The Royal Canadian Legion BC and Yukon Command along with the BC Ladies Auxiliary will kick off their joint convention this Sunday with a parade from Cenotaph Park to the Penticton Trade and Convention Centre.
Marking the 50th biennial convention for the Legion and the 60th for the Ladies Auxiliary, organizers are anticipating the march will be one of the biggest parades of its kind ever with up to 600 members participating.
“It will be a massive thing,” said Bud Sadegur, Zone Commander and the convention’s local arrangements chair. “The ladies auxiliary alone are bringing 150 flags just of theirs, so you can imagine the enormity of this thing.
“There will be all sorts of military vehicles in this parade. We have got a whole contingent of World War II and Korean military vehicles, half tracks, Jeeps and all kinds of other stuff coming out from the coast. We’ve got three different pipe bands, two Air Force cadet units and one army cadet unit. We might even be having a military flyby as there is a guy in Oliver who has a Warbird.
“It is not very often that we have a parade like this one will be and it is getting larger and larger everyday.”

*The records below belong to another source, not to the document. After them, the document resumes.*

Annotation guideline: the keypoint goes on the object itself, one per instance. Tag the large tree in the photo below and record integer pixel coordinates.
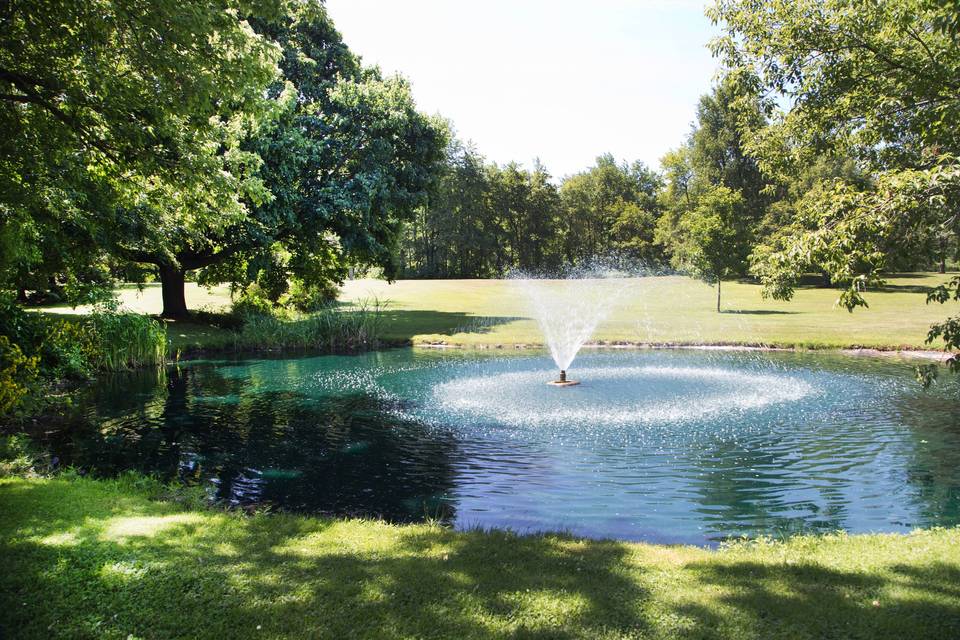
(609, 200)
(114, 111)
(346, 160)
(878, 82)
(715, 239)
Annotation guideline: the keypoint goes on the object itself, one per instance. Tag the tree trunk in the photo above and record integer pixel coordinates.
(174, 301)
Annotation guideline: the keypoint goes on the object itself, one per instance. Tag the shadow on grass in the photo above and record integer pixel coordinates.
(403, 325)
(759, 312)
(99, 565)
(776, 600)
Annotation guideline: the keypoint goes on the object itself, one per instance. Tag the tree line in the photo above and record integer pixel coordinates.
(710, 209)
(244, 142)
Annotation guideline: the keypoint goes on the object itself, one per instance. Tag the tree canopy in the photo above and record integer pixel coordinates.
(874, 81)
(240, 136)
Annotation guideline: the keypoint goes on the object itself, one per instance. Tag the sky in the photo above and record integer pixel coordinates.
(556, 80)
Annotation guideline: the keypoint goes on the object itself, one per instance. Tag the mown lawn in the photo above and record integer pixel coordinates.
(88, 558)
(667, 309)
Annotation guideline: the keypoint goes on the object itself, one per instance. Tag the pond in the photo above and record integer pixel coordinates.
(676, 446)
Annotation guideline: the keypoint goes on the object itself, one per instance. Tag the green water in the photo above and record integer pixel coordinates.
(667, 446)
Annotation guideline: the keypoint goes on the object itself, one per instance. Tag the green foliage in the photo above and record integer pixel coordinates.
(108, 560)
(333, 329)
(18, 457)
(126, 340)
(486, 220)
(124, 120)
(715, 240)
(18, 373)
(308, 298)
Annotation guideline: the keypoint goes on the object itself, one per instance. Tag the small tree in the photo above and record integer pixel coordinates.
(716, 242)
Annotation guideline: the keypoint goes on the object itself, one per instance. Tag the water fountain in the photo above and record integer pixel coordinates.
(569, 309)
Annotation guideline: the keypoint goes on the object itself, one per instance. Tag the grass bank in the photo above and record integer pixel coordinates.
(107, 559)
(658, 310)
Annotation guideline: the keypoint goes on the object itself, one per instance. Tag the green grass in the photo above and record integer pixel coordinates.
(104, 559)
(668, 309)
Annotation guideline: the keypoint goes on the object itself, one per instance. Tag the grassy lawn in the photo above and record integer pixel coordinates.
(105, 559)
(668, 309)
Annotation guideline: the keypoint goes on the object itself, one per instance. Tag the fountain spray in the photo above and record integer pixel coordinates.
(562, 381)
(569, 309)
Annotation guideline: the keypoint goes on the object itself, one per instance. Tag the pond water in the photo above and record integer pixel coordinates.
(665, 446)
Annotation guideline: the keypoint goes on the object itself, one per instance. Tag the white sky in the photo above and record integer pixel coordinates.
(559, 80)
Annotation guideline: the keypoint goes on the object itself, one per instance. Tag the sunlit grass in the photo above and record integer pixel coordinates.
(668, 309)
(658, 310)
(106, 559)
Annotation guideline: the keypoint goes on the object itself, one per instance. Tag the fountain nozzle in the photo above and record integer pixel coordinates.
(563, 382)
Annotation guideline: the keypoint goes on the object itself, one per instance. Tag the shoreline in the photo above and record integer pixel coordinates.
(909, 353)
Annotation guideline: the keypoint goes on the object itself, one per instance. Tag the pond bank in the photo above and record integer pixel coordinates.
(118, 559)
(903, 352)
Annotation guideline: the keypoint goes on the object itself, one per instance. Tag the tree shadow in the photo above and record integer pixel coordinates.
(153, 570)
(103, 564)
(777, 599)
(759, 312)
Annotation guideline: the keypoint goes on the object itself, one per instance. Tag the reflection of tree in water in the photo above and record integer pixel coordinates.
(347, 454)
(932, 472)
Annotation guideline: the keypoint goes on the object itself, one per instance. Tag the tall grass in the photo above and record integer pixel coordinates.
(126, 341)
(333, 328)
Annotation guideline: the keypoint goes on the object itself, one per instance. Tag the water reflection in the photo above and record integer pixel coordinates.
(346, 455)
(836, 443)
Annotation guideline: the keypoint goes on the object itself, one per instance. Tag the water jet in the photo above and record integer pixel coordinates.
(568, 309)
(563, 382)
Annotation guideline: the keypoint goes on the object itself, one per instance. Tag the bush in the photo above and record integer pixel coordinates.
(252, 302)
(18, 373)
(313, 297)
(126, 340)
(107, 340)
(331, 329)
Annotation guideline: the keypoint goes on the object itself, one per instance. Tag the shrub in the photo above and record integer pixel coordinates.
(126, 340)
(17, 455)
(18, 373)
(331, 329)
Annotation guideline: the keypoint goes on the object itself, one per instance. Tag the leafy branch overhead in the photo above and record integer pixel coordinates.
(878, 82)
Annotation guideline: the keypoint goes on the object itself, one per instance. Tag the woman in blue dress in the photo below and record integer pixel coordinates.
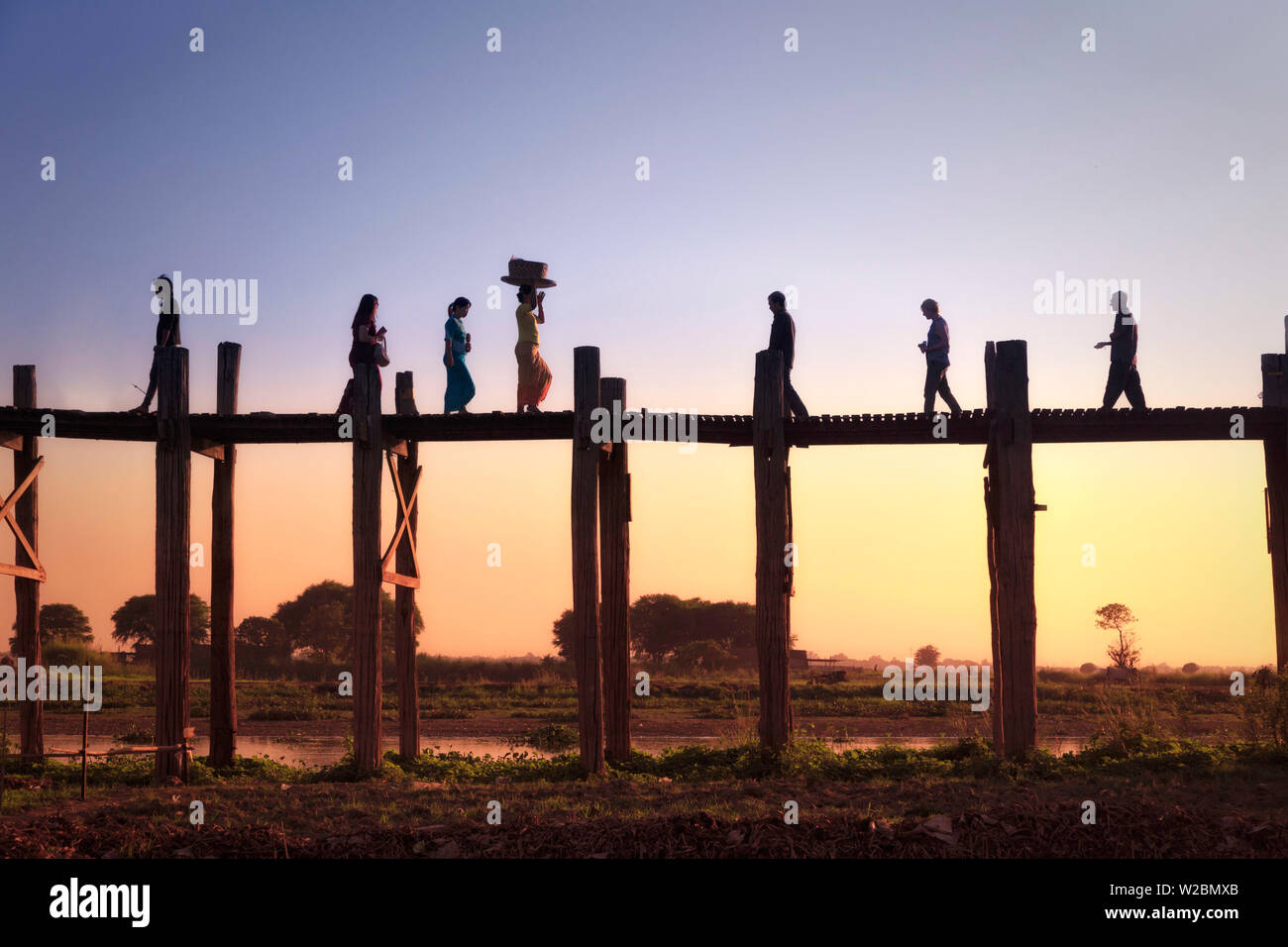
(456, 343)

According to Sadegur, the parade will be grand-marshaled by 91-year-old Steve Dunsdon of Summerland.
“He is a World War II vet and he is also a former provincial president and a former Dominion or national president, back in the 70s,” said Sadegur. “So, there are a lot of people who will be quite pleased to see Mr. Dunsdon marshal the parade.”
Sadegur said other dignitaries involved will include Lieutenant Governor Steven Point, Royal Canadian Legion Dominion President Patricia Varga and Captain Craig Baines, Commander of the Esquimalt Canadian Forces Base.

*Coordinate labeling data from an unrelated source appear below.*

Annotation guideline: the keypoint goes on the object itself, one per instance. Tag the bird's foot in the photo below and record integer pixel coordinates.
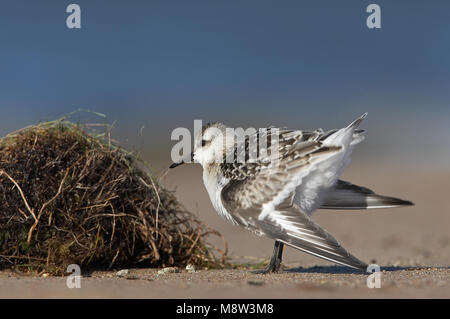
(272, 267)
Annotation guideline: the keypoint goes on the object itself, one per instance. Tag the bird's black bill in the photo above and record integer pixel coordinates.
(176, 164)
(188, 159)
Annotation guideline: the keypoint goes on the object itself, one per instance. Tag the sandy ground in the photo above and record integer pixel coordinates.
(411, 244)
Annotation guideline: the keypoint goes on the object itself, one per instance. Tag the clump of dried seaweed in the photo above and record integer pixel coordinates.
(70, 197)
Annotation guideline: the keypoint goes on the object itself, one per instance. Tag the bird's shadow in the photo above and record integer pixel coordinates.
(344, 270)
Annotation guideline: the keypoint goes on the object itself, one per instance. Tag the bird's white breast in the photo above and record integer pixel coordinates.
(214, 184)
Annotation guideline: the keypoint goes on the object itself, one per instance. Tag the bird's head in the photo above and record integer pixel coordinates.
(210, 145)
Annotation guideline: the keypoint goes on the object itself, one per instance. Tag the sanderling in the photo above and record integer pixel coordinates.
(278, 200)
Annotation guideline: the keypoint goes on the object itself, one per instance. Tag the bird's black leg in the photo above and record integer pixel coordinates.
(275, 260)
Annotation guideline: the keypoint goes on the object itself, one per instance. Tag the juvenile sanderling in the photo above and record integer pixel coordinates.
(278, 200)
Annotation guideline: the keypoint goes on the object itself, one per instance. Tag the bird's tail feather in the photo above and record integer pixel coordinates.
(345, 195)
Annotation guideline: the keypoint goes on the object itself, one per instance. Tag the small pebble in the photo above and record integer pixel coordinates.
(168, 270)
(255, 282)
(122, 273)
(190, 268)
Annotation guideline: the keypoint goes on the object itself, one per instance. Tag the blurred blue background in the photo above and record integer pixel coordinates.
(152, 66)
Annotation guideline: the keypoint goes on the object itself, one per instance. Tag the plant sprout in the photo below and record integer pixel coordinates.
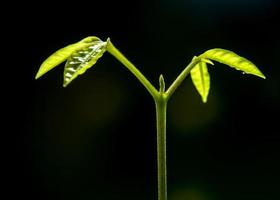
(84, 54)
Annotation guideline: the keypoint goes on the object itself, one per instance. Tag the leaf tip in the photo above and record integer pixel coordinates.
(38, 75)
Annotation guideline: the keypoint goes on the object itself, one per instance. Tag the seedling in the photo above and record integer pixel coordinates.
(84, 54)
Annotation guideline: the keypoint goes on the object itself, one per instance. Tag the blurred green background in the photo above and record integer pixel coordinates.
(96, 139)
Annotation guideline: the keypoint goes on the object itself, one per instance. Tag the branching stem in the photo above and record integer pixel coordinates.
(161, 98)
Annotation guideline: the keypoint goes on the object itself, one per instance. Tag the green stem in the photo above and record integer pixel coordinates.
(182, 77)
(161, 98)
(161, 105)
(118, 55)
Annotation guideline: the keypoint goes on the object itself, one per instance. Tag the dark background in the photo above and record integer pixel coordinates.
(96, 139)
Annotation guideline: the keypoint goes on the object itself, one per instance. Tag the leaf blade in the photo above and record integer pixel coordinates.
(201, 80)
(62, 54)
(82, 60)
(233, 60)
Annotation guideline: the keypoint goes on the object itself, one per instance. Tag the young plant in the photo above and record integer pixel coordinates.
(84, 54)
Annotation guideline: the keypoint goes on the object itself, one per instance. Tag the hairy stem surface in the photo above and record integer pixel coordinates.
(161, 105)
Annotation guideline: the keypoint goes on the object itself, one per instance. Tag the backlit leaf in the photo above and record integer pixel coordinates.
(201, 80)
(81, 60)
(233, 60)
(62, 54)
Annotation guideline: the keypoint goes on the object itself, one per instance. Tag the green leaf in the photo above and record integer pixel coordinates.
(62, 54)
(233, 60)
(201, 80)
(83, 59)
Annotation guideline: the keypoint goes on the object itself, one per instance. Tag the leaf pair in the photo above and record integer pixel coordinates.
(200, 75)
(80, 56)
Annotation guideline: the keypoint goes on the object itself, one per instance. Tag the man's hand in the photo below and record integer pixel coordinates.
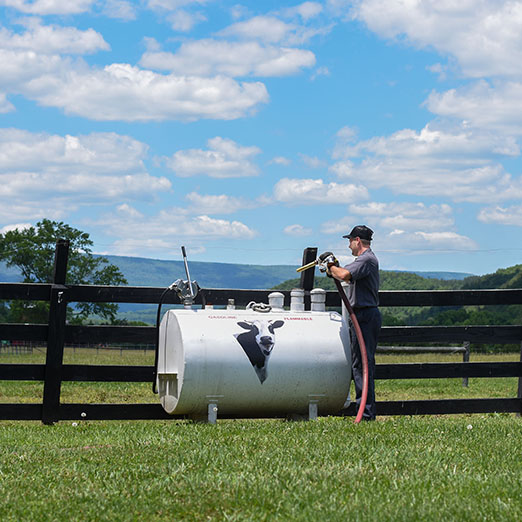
(327, 260)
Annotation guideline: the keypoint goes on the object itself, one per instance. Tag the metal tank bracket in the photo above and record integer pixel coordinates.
(313, 405)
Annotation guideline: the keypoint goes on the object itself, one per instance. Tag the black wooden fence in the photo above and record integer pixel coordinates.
(56, 334)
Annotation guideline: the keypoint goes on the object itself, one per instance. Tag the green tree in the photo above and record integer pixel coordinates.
(31, 250)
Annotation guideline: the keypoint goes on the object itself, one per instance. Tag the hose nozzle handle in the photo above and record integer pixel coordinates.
(306, 267)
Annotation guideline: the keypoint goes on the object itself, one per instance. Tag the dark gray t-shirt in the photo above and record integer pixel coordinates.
(363, 288)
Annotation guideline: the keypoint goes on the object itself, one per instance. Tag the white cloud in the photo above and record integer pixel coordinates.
(456, 163)
(496, 107)
(34, 67)
(51, 39)
(5, 105)
(484, 36)
(308, 10)
(297, 231)
(184, 21)
(173, 5)
(224, 158)
(264, 28)
(316, 192)
(138, 233)
(127, 93)
(209, 57)
(50, 7)
(216, 204)
(120, 9)
(502, 215)
(312, 162)
(15, 226)
(39, 170)
(406, 216)
(280, 160)
(95, 153)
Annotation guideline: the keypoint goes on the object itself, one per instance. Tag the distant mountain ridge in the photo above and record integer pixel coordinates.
(141, 271)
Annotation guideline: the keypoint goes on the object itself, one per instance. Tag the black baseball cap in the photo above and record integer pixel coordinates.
(361, 231)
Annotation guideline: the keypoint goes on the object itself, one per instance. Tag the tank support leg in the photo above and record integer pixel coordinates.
(312, 410)
(212, 412)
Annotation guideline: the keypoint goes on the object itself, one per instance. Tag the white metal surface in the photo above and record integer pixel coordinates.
(296, 359)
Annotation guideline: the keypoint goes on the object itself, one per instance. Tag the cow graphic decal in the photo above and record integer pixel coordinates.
(258, 342)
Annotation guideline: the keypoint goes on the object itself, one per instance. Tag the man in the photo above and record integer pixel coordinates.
(362, 277)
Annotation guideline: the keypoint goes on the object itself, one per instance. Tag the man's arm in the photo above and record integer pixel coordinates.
(340, 273)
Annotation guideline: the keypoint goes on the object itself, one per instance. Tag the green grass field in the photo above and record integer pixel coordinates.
(465, 467)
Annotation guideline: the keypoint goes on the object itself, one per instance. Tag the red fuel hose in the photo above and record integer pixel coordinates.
(362, 346)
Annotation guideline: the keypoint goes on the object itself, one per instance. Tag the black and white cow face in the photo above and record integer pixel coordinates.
(258, 343)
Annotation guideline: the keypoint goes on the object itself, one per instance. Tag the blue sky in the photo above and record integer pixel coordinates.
(247, 131)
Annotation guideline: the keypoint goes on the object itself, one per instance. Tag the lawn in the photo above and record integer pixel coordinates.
(78, 392)
(407, 468)
(463, 467)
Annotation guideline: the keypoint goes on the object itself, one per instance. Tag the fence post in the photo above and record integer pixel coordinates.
(307, 276)
(519, 395)
(465, 358)
(55, 336)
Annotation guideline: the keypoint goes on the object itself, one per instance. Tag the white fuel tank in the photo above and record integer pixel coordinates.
(251, 363)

“All of these people will be at the reviewing stand beside the Peach on the corner of Winnipeg and Lakeshore,” he said.
The event will begin with a wreath laying ceremony at 1:30 p.m. at Cenotaph Park, followed by the parade at 2 p.m. and the conferences opening ceremonies at 3:30 p.m. with between 700 or 800 people attending those, said Sadegur.
“It is not often that we have a joint convention,” Sadegur said. “Normally we have a convention of the Legion and then the Ladies Auxiliary have their own conventions.”
However, Sadegur said when he became the chair he pushed to have the Ladies Auxiliary join the larger convention so that the Legion could recognize the significant contributions the Ladies Auxiliary has made throughout the decades.
“If it had not been for the Ladies Auxiliary over the years there probably wouldn’t be as many legions as there are today,” he said. “The ladies auxiliary has been the fund raising engine for a lot of legions for a lot of years. They did all the catering. They did all the banquet work. And what did the ladies do with all the money? They gave it to the legions. So, there are many legions today that owe their existence to their Ladies Auxiliary.”
But Sadegur said lately the Ladies Auxiliary groups are diminishing, or disappearing altogether, as their younger female counterparts choose to join the Legion instead.
“A lot of them are struggling to remain viable but I think that as long as they are there, they are owed prominence in what we do,” he said. “Part of our creed is that we shall never forget the contributions made by our soldiers, sailors and airmen, but we also do not want to forget the contributions made by the Ladies Auxiliary.”